Is it hard work though? In a couple hours you should be able to setup automatic backups and practice going through the recover process a couple times. That's all there is for most small-business setups, but if you are daring you can now do whatever you want with the config file, install extensions, setup basic system monitoring (CPU/Ram usage, disk usage, etc.). GCP/Digital Ocean let you look at node resource usage automatically, and since Postgres is probably the only process it means you don't even need to set that up!
> In a couple hours you should be able to setup automatic backups and practice going through the recover process a couple times.

Unfortunately there's a lot more too it than that. You need to handle when the backup job fails or dies, have a process for deleting old backups, etc. Not just that, but if you have multiple Postgres instances, you need to do this work for each machine. I've seen first hand this kind of stuff become a huge distraction. It's often worth it to pay AWS a bit more in exchange to not worry about this stuff.

> Unfortunately there's a lot more too it than that.

Is there though? Consider what I would argue to be the "average" case:

* Your database never exceeds > 40% resource usage

* You service fewer then 1m queries/day

* You never burst more then 1k queries/minute

* You have a script tied to a cronjob that backs up the database, with basic error handling that sends you a Slack DM if it fails

* You have a script tied to a cronjob which deletes old backups, with basic error handling that sends you a Slack DM if it fails

What percentage of companies need more then that?

> * Your database never exceeds > 40% resource usage > * You service fewer then 1m queries/day > * You never burst more then 1k queries/minute

How do I know it doesn't exceed 40% usage? Better yet, who's holding the pager when it does? If/when it does, who's product launch is dead in the water while the db is reconfigured onto a larger instance? What product isn't being delivered because we're faffing about with the database instead of product code?

> * You have a script tied to a cronjob that backs up the database, with basic error handling that sends you a Slack DM if it fails > * You have a script tied to a cronjob which deletes old backups, with basic error handling that sends you a Slack DM if it fails

Who's responsible for restoring from backup every week/month/quarter, to assert they actually work, with whatever changes have been made recently?

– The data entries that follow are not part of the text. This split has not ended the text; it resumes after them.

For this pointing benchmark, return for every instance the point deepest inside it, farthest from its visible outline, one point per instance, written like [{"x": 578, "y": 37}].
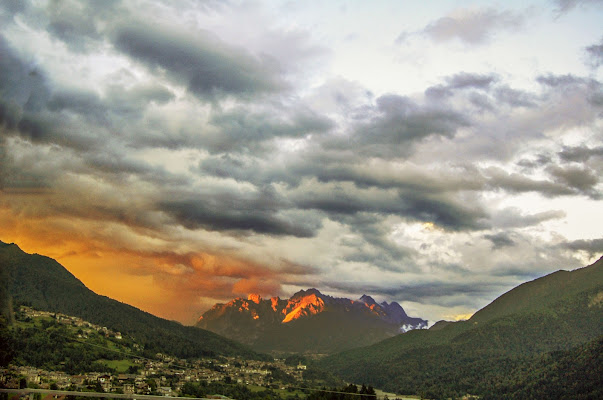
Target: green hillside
[
  {"x": 44, "y": 284},
  {"x": 555, "y": 313}
]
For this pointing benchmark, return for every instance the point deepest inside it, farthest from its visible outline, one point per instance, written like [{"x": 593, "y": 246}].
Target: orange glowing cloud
[{"x": 133, "y": 263}]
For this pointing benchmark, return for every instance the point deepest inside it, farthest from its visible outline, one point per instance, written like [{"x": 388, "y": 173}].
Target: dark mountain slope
[
  {"x": 474, "y": 356},
  {"x": 46, "y": 285},
  {"x": 308, "y": 322}
]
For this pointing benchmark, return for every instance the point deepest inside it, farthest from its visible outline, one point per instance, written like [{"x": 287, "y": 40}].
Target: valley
[{"x": 544, "y": 336}]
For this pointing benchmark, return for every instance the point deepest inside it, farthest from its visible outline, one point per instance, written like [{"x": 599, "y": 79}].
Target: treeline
[
  {"x": 572, "y": 374},
  {"x": 51, "y": 346},
  {"x": 349, "y": 392},
  {"x": 46, "y": 285},
  {"x": 236, "y": 391},
  {"x": 524, "y": 355}
]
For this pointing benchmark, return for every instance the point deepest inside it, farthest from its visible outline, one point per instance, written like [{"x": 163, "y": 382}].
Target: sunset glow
[{"x": 176, "y": 154}]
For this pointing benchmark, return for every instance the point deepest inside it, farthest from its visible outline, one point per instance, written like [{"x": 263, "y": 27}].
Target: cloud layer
[{"x": 159, "y": 147}]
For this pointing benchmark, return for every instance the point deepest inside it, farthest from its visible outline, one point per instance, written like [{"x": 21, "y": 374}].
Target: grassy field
[
  {"x": 283, "y": 393},
  {"x": 120, "y": 366}
]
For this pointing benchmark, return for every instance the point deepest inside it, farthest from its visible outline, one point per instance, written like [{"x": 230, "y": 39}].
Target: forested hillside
[
  {"x": 44, "y": 284},
  {"x": 488, "y": 353}
]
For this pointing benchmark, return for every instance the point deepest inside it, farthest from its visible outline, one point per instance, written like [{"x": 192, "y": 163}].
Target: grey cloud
[
  {"x": 458, "y": 82},
  {"x": 21, "y": 84},
  {"x": 465, "y": 80},
  {"x": 376, "y": 248},
  {"x": 241, "y": 129},
  {"x": 565, "y": 81},
  {"x": 500, "y": 240},
  {"x": 581, "y": 179},
  {"x": 74, "y": 22},
  {"x": 442, "y": 293},
  {"x": 442, "y": 211},
  {"x": 595, "y": 54},
  {"x": 395, "y": 124},
  {"x": 499, "y": 179},
  {"x": 515, "y": 98},
  {"x": 473, "y": 26},
  {"x": 580, "y": 153},
  {"x": 513, "y": 218},
  {"x": 592, "y": 246},
  {"x": 564, "y": 6},
  {"x": 259, "y": 212},
  {"x": 205, "y": 65}
]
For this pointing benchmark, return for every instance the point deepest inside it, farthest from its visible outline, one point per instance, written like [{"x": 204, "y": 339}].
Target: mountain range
[
  {"x": 525, "y": 344},
  {"x": 309, "y": 321},
  {"x": 44, "y": 284},
  {"x": 542, "y": 339}
]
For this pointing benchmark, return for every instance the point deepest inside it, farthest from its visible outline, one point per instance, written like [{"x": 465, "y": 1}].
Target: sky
[{"x": 173, "y": 154}]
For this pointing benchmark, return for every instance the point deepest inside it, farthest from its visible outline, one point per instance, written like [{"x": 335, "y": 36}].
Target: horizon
[{"x": 174, "y": 155}]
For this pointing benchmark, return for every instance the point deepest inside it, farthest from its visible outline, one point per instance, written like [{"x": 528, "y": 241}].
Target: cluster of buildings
[
  {"x": 163, "y": 375},
  {"x": 85, "y": 326},
  {"x": 165, "y": 378}
]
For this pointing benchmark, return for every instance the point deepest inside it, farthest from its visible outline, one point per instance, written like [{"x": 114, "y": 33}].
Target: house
[{"x": 165, "y": 391}]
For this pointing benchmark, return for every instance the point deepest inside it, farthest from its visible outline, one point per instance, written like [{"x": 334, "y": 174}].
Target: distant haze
[{"x": 176, "y": 154}]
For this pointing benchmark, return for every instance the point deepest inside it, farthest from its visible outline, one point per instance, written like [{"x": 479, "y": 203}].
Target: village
[{"x": 163, "y": 375}]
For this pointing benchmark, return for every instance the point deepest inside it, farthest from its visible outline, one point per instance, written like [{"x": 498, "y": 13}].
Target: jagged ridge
[{"x": 308, "y": 321}]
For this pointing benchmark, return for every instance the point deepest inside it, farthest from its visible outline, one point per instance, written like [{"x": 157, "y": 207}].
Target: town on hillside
[{"x": 162, "y": 375}]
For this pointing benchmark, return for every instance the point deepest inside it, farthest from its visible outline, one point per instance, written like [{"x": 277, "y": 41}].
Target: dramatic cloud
[
  {"x": 204, "y": 64},
  {"x": 194, "y": 151},
  {"x": 473, "y": 26}
]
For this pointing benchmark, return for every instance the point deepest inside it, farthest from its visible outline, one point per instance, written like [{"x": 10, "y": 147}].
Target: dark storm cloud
[
  {"x": 204, "y": 64},
  {"x": 395, "y": 123},
  {"x": 582, "y": 179},
  {"x": 442, "y": 211},
  {"x": 378, "y": 250},
  {"x": 23, "y": 86},
  {"x": 261, "y": 211},
  {"x": 473, "y": 26},
  {"x": 76, "y": 22}
]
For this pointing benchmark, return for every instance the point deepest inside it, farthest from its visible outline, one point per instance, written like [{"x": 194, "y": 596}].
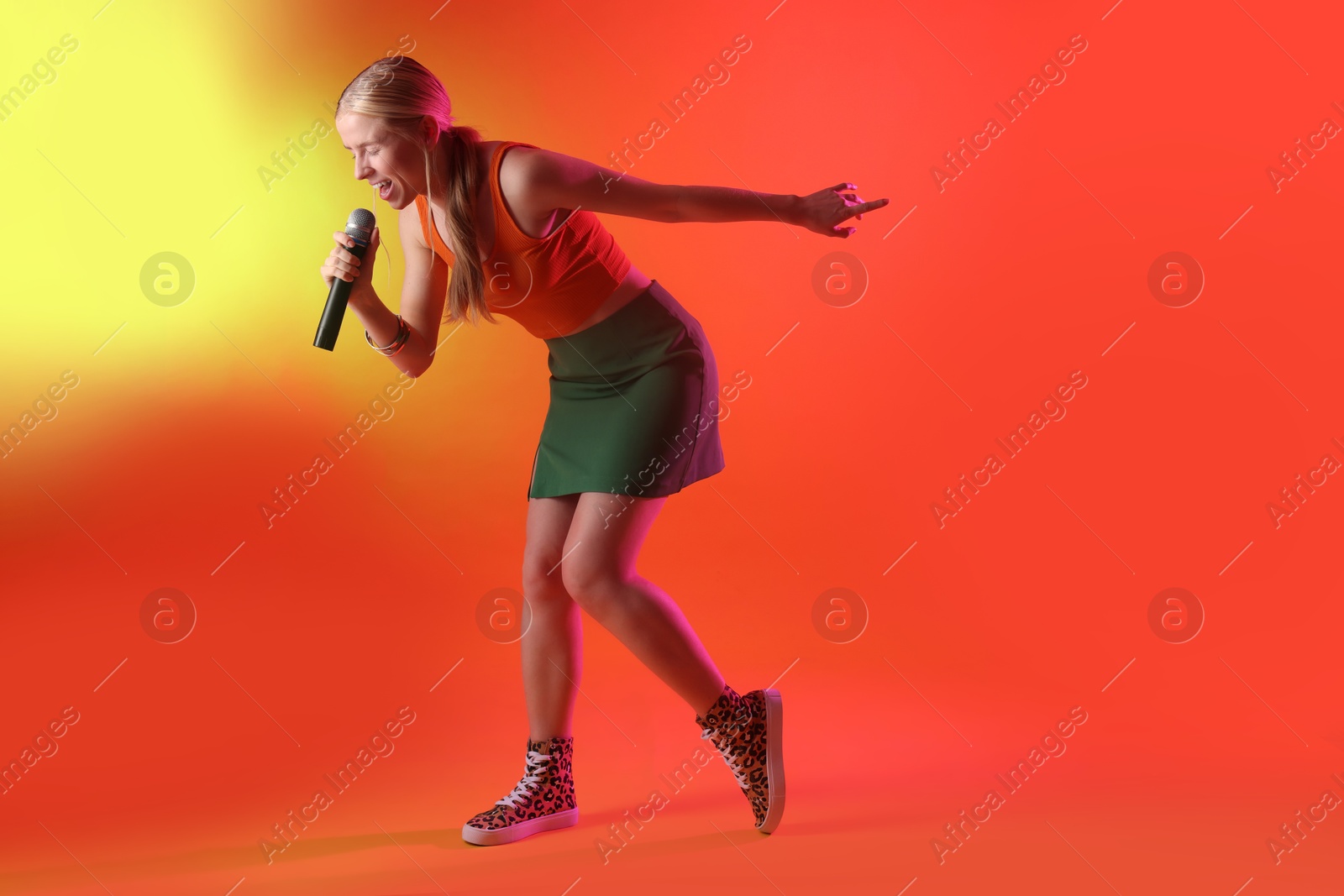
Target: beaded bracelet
[{"x": 398, "y": 343}]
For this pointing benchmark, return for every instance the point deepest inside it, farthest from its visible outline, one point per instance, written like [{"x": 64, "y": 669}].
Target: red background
[{"x": 1032, "y": 600}]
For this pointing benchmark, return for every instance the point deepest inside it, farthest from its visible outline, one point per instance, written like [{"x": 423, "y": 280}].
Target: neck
[{"x": 438, "y": 163}]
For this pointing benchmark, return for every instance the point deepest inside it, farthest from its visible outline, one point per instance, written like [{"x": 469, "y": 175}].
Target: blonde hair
[{"x": 401, "y": 92}]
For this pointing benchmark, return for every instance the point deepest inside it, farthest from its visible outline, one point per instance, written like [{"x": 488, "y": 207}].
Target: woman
[{"x": 633, "y": 411}]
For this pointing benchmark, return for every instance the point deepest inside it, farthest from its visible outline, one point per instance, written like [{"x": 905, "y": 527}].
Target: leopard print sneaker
[
  {"x": 543, "y": 799},
  {"x": 748, "y": 731}
]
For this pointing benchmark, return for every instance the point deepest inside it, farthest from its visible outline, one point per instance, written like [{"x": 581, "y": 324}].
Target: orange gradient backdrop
[{"x": 963, "y": 638}]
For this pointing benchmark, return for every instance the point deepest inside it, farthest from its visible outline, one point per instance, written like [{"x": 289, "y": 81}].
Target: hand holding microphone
[{"x": 344, "y": 273}]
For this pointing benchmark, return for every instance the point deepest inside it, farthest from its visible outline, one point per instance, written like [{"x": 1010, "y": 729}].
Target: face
[{"x": 383, "y": 159}]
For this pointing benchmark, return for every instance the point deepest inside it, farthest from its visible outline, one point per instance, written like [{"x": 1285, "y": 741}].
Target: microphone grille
[{"x": 360, "y": 224}]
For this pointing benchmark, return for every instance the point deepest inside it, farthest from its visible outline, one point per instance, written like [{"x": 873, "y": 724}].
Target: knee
[
  {"x": 542, "y": 584},
  {"x": 591, "y": 582}
]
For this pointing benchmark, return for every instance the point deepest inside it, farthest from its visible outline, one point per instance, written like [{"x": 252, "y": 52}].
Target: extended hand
[{"x": 826, "y": 208}]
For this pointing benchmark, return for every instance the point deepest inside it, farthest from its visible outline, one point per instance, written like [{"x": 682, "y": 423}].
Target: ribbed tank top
[{"x": 549, "y": 285}]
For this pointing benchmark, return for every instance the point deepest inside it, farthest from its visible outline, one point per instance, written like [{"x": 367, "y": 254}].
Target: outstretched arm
[{"x": 564, "y": 181}]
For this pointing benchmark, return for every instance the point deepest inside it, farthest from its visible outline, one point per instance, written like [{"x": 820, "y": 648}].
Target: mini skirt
[{"x": 635, "y": 405}]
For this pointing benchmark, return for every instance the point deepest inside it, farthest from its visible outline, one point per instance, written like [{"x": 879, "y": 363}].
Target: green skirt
[{"x": 635, "y": 405}]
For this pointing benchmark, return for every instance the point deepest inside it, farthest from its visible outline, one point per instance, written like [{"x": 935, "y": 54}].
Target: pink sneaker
[
  {"x": 543, "y": 799},
  {"x": 748, "y": 731}
]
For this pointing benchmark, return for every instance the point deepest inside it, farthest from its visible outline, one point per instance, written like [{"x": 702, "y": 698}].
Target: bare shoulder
[{"x": 524, "y": 174}]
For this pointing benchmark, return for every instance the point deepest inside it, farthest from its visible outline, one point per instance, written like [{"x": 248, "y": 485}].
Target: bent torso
[{"x": 537, "y": 223}]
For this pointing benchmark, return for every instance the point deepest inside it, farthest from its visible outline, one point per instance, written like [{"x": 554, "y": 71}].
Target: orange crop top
[{"x": 549, "y": 285}]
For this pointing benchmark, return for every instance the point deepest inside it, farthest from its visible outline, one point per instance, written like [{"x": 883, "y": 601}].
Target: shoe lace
[
  {"x": 533, "y": 777},
  {"x": 732, "y": 762}
]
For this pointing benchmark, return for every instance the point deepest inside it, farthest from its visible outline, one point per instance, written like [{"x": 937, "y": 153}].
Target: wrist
[{"x": 363, "y": 300}]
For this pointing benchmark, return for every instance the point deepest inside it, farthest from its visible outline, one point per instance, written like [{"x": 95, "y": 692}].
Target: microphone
[{"x": 360, "y": 228}]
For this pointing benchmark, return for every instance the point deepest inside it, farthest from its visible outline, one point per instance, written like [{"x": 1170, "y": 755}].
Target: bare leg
[
  {"x": 553, "y": 645},
  {"x": 598, "y": 571}
]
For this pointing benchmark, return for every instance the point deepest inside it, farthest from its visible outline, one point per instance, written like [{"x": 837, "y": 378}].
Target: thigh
[{"x": 548, "y": 527}]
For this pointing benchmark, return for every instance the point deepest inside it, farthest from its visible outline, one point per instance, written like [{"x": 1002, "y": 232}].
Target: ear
[{"x": 429, "y": 129}]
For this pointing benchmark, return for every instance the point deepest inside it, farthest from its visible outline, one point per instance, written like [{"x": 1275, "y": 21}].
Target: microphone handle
[{"x": 328, "y": 328}]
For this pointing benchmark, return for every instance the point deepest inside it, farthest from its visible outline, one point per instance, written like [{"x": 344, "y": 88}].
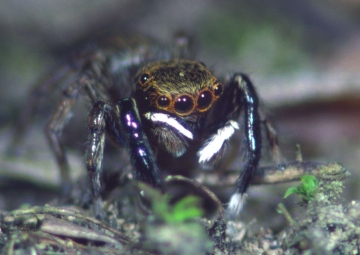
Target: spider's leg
[
  {"x": 248, "y": 99},
  {"x": 122, "y": 122},
  {"x": 272, "y": 140},
  {"x": 239, "y": 97},
  {"x": 95, "y": 146},
  {"x": 142, "y": 156}
]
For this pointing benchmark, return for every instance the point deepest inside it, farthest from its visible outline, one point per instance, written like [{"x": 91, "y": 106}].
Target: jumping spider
[{"x": 169, "y": 111}]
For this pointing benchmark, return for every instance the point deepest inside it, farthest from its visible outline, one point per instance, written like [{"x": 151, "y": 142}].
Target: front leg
[
  {"x": 122, "y": 123},
  {"x": 239, "y": 98},
  {"x": 142, "y": 156},
  {"x": 248, "y": 99}
]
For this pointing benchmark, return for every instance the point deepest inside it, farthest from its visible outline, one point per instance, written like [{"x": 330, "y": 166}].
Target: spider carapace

Untested backups are Shrodingers backups.

Just how well tested is this script? Does it properly error out if the script fails to be run? What if a firewall rule accidentally gets set that blocks egress from the backup box to the Internet (for security); who/how/what gets notified instead? Who's deliverables are slipping because the backups randomly stopped working?

> What percentage of companies need more then that?

That's a fair question, but Amazon's done far more research than I, possibly you on that topic. The real question is, of companies that don't need more than that, how many companies want to hire somebody to take on those responsibilities part-time? How many companies have the expertise to even hire somebody qualified to do that part-time? And since those people are managing the DB part time, how many of them are giving it the attention it needs, and aren't distracted by other responsibilities to the company?

None of those problems are insurmountable, but they're far from most business' core competency, and time I'm spending dealing with postgresql.conf (or my.cnf) is time I'm not dealing with other issues. Don't get me wrong, there's still a time and place for managing database instances, but IMO small business (small > tiny) aren't the appropriate place for that. I'd be interested in hearing if someone's run the numbers to justify it though! (Especially if it falls in favor of running it yourself.)

Any that can't afford more than a couple minutes of downtime when a server fails.
That's definitely not an "average" company. It's also a really small number of companies that really can't afford that, rather than "earn less money than usual".
I used both too and I think it really depends if you want to pay for it. For small to medium independent projects, I think a EC2 instance that sometimes cuts past that free tier usage is fine, otherwise RDS can be overkill and can seriously eat into costs. I would say a beginner doing independent projects should strongly consider EC2 instances instead of RDS.